Suffice it to say, the Seiko was my first “real watch” (sorry, Casio, I barely knew you before you were drowned in a tidal pool on Cape Cod). It doesn’t get any wrist time anymore for three reasons: it doesn’t fit, the capacitor no longer holds a charge, and it doesn’t really work for me on an aesthetic level.

Before I seem like I’m bashing a watch that brought me so much joy for so many years, let’s talk about what it actually is. It’s a 38mm dress watch on an integrated bracelet (meaning it can’t be changed out for another strap, which we’ll discuss in a bit). The watch is black and gold, and aggressively so.

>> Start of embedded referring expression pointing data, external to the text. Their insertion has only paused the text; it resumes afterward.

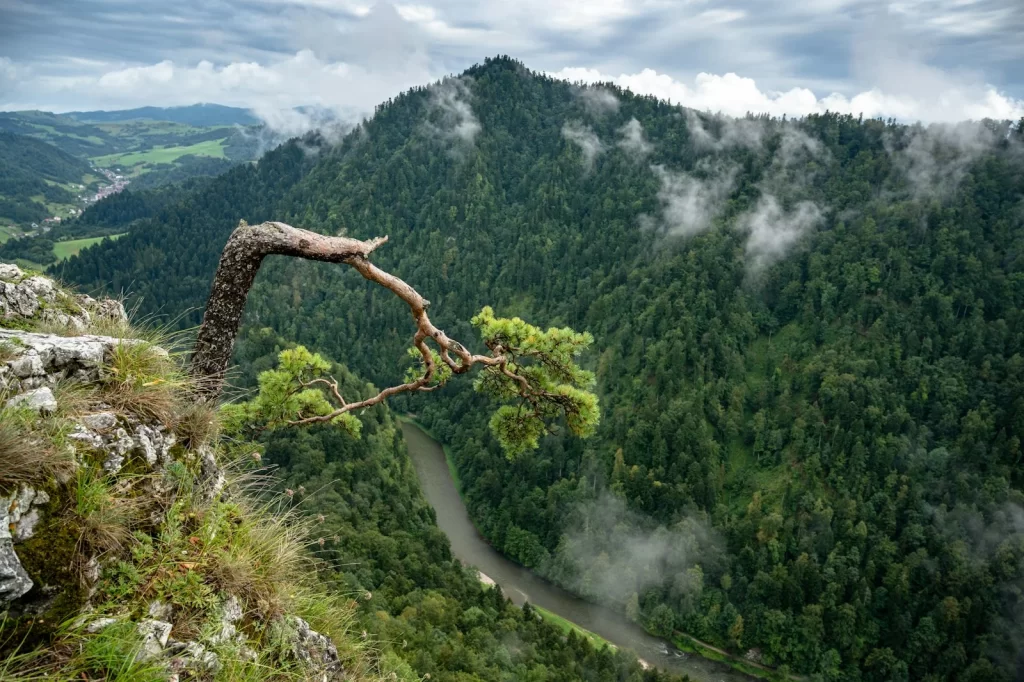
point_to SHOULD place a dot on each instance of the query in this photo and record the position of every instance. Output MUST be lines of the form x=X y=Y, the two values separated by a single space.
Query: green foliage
x=549 y=384
x=377 y=539
x=847 y=420
x=287 y=394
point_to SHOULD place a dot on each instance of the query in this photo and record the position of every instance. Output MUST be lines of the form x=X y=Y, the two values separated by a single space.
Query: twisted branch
x=241 y=260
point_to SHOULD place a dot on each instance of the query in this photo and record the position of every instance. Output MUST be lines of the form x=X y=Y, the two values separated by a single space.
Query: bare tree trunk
x=239 y=263
x=241 y=260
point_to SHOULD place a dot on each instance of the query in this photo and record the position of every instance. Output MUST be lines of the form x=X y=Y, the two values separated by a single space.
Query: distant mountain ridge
x=201 y=115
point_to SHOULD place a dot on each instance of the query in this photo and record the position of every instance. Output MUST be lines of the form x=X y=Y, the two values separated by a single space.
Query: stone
x=230 y=612
x=212 y=475
x=160 y=610
x=316 y=651
x=14 y=582
x=99 y=624
x=39 y=400
x=27 y=366
x=153 y=443
x=155 y=635
x=19 y=514
x=118 y=448
x=101 y=421
x=50 y=358
x=10 y=272
x=86 y=438
x=190 y=656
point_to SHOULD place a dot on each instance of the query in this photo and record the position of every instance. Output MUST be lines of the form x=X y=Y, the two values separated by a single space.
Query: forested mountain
x=808 y=344
x=33 y=174
x=194 y=115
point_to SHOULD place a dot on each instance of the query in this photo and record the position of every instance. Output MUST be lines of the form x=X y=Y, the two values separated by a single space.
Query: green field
x=566 y=626
x=64 y=250
x=164 y=155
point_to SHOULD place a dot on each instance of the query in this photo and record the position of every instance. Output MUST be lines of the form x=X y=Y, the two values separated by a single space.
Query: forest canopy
x=808 y=347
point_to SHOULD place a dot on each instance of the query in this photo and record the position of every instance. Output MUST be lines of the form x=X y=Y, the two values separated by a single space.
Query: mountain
x=151 y=145
x=808 y=343
x=144 y=541
x=38 y=180
x=202 y=115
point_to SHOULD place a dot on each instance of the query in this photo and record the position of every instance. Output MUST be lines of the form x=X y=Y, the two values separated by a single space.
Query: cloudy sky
x=911 y=59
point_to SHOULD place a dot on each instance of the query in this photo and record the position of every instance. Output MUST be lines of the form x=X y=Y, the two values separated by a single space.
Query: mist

The case? Black. The dial? Black. The bracelet? A three link with black outer links and black-and-gold inner links. It has golden, bar-shaped applied hour markers save for the Roman numeral XII at 12 o’clock. The minute track is printed in pale gold, as well. The date window is framed in gold, and the date wheel is gold text on a black background which matches nicely. There is a gold crown at 3 o’clock and a gold pusher at 2. What does it do? I’ll tell you in a moment.

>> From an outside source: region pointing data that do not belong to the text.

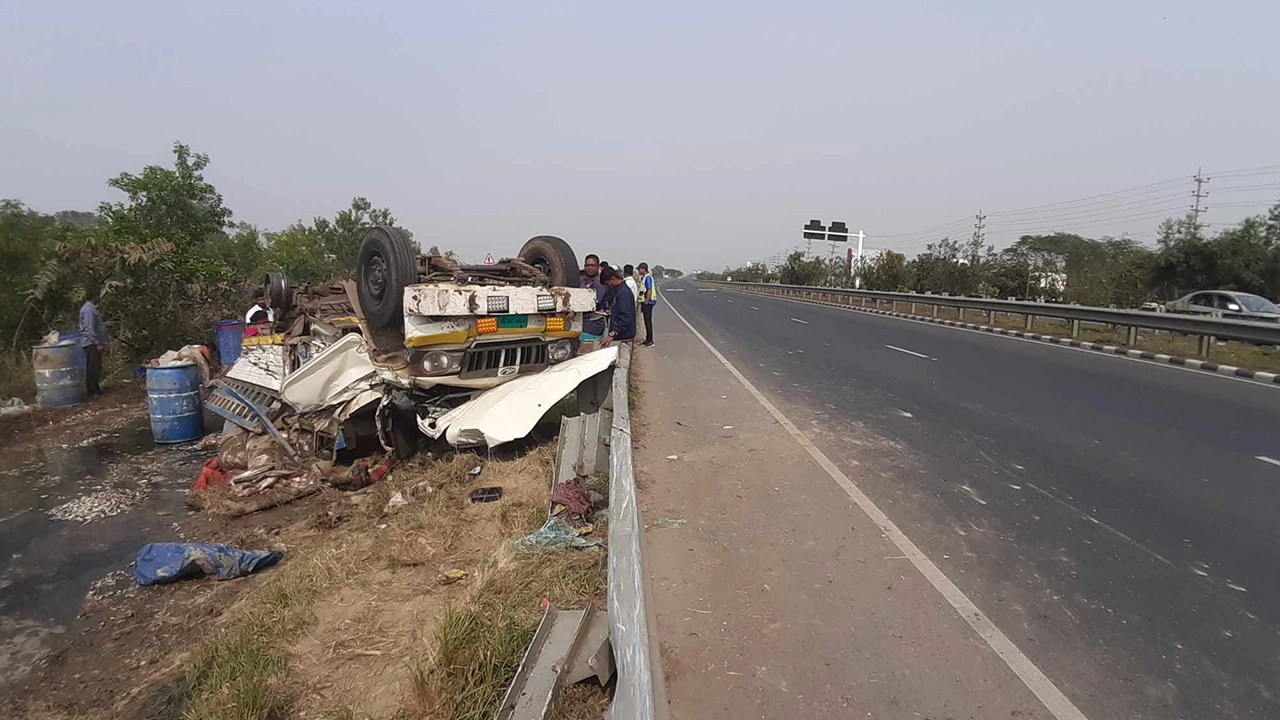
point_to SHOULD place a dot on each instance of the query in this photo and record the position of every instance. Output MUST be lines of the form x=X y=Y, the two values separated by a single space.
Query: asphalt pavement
x=1118 y=520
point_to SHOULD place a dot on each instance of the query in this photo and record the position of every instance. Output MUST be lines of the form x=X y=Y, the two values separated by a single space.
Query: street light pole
x=860 y=236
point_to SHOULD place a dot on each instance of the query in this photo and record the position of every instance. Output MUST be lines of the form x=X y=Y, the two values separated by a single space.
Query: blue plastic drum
x=59 y=376
x=229 y=335
x=80 y=350
x=173 y=397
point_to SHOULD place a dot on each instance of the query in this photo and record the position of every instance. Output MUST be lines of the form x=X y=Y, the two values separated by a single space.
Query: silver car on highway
x=1226 y=304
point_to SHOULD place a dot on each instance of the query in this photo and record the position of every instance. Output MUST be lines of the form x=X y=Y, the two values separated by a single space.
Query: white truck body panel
x=437 y=300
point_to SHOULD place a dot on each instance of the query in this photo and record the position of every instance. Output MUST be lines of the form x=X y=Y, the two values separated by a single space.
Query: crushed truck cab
x=481 y=336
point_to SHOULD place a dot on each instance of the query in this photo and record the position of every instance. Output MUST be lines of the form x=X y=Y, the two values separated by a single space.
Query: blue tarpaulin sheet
x=167 y=561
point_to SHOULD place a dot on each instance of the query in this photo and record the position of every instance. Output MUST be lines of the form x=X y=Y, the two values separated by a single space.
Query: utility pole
x=1198 y=195
x=860 y=236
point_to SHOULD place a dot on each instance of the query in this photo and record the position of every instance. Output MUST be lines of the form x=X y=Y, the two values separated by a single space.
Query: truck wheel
x=554 y=258
x=384 y=268
x=275 y=287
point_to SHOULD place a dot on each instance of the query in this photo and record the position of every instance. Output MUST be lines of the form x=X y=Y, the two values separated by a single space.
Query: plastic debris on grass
x=161 y=563
x=554 y=534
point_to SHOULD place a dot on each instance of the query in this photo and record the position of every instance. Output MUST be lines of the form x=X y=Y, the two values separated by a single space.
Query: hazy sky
x=693 y=135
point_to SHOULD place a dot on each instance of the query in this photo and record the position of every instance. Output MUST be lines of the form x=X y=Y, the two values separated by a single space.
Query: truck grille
x=506 y=359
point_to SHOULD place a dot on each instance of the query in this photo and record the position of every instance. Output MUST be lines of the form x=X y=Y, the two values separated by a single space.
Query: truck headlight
x=560 y=350
x=438 y=363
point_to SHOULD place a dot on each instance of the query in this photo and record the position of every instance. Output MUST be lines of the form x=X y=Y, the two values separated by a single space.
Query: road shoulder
x=773 y=592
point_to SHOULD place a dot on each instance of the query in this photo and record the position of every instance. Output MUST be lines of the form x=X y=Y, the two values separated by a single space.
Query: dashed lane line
x=1057 y=703
x=905 y=350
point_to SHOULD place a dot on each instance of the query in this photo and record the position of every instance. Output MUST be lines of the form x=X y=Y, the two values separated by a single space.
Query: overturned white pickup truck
x=430 y=336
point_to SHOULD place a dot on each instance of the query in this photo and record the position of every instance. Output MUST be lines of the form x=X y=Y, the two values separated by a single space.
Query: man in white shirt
x=629 y=277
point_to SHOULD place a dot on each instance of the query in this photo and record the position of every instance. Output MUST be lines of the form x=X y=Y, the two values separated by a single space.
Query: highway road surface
x=1119 y=522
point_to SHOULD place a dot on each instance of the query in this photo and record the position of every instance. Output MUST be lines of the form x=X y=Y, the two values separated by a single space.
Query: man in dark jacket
x=622 y=309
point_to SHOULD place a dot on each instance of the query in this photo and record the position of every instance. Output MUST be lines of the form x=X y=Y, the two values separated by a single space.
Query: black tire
x=275 y=287
x=554 y=258
x=384 y=268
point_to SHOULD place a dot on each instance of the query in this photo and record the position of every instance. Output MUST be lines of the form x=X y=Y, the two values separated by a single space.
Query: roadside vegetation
x=168 y=259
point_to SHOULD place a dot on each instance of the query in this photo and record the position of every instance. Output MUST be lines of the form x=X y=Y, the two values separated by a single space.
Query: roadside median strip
x=1205 y=365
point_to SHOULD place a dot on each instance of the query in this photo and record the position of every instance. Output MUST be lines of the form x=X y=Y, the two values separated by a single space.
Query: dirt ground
x=357 y=620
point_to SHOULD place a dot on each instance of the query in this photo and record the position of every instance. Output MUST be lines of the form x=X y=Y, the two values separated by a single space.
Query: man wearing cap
x=622 y=309
x=594 y=323
x=648 y=299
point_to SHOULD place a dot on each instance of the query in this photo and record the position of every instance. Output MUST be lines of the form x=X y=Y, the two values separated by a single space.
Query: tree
x=24 y=238
x=325 y=249
x=800 y=270
x=886 y=270
x=173 y=205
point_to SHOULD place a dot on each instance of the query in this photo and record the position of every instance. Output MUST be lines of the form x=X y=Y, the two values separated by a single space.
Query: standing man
x=94 y=341
x=593 y=324
x=648 y=299
x=629 y=278
x=622 y=309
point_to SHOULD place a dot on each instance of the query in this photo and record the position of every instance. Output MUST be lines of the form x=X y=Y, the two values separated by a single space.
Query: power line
x=1198 y=195
x=1147 y=201
x=1155 y=185
x=1242 y=172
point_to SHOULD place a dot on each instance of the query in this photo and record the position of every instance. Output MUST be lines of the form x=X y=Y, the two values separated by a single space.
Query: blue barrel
x=59 y=376
x=231 y=333
x=173 y=397
x=73 y=336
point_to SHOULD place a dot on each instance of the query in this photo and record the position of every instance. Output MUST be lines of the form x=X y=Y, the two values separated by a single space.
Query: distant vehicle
x=1226 y=304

There is very little text on the dial: an applied Seiko logo up top and the word “Kinetic” printed down below, and the expected Japan Movement detail text along the bottom edge. The handset is a simple lance style in gold, nicely executed. The only other feature worth noting is an applied golden arc that sweeps from 12 to 6. What is this, you ask? Why, it’s a power reserve gauge. You see, there is that little button at 2 o’clock that, if pressed when the seconds hand is at the 12 o’clock mark, will tell you how much power the capacitor has based on how far it gets along the arc. It’s a nifty solution and I recall it being a pretty cool trick to show my friends back in 1997.

Ok, so the styling is dated, but how about the execution? Well, there’s nothing too remarkable there, which is not a bad thing. It’s a simple three-hander but some little flourishes liven things up. There are little triangles embossed into the bezel giving it a bit of a porthole look (don’t say Royal Oak, don’t say Royal Oak, don’t….). It sits well on the wrist, and the integrated bracelet allows the lug to lug dimensions to stay nice and compact. The two-tone bracelet look doesn’t really appeal to me anymore, but others may feel differently.

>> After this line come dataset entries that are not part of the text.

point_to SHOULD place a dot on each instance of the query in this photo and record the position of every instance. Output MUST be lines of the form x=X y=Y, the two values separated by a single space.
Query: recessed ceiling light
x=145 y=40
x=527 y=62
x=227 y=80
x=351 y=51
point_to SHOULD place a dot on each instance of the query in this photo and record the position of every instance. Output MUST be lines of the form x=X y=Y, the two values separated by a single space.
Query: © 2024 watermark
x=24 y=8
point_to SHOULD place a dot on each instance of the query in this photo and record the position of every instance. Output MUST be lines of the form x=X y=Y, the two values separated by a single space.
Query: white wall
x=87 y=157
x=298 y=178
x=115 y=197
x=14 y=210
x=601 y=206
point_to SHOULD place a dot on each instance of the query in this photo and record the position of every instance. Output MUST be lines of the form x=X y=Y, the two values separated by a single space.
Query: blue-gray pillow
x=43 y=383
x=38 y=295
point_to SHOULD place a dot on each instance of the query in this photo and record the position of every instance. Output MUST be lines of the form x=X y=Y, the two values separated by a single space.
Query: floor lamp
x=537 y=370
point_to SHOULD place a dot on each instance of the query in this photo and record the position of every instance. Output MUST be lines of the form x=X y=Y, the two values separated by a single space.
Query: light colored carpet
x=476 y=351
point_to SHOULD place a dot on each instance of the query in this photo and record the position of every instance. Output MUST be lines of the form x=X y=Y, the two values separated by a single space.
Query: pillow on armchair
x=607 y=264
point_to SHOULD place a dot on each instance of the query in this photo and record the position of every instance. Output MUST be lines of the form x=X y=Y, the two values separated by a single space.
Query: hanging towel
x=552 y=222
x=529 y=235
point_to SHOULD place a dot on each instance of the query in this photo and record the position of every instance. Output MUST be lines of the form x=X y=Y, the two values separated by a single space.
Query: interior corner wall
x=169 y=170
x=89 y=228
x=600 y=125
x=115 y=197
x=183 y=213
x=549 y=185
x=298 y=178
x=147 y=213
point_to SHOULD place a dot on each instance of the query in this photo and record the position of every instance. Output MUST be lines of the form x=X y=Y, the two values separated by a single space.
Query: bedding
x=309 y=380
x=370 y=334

The finish on the case has worn over the years, but the bracelet began to wear quite quickly until the buckle and the links around it were bare metal. Herein lies one of the issues with integrated bracelets: unless you plan to purchase replacement links, if it gets damaged or worn, you are left with a tired-looking watch. I love patina on an old timepiece, and the nicks and scratches of daily wear don’t bother me, but that level of wear and tear just left it looking a little sad and contributed to my moving on to another watch (followed by a few dozen more).

So what is a Kinetic watch, after all? Is it just some branding? It actually denotes the type of movement. A trademark of Seiko’s, a Kinetic combines the self-winding of a mechanical automatic watch with the battery technology of a quartz watch. Where it unquestionably beats a quartz watch is that that battery capacitor is rechargeable, meaning you won’t have to replace it every few years. Where it falls short is in that same capacitor: if the capacitor dies or can’t maintain the charge as it ages, the watch will run but only when worn. Seiko released the Kinetic line in 1988, and while they still make them today, they are largely a novelty that dates them to a very specific period.

The bottom line is this: I wouldn’t buy this watch today, certainly not at retail. However, it kick-started my interest in watches, and I wouldn’t trade this piece for anything. I may not wear it anymore, but there is something almost talismanic about that beat-up little Seiko. It was a great first “real” watch, and that’s one of the things that Seiko still does very well.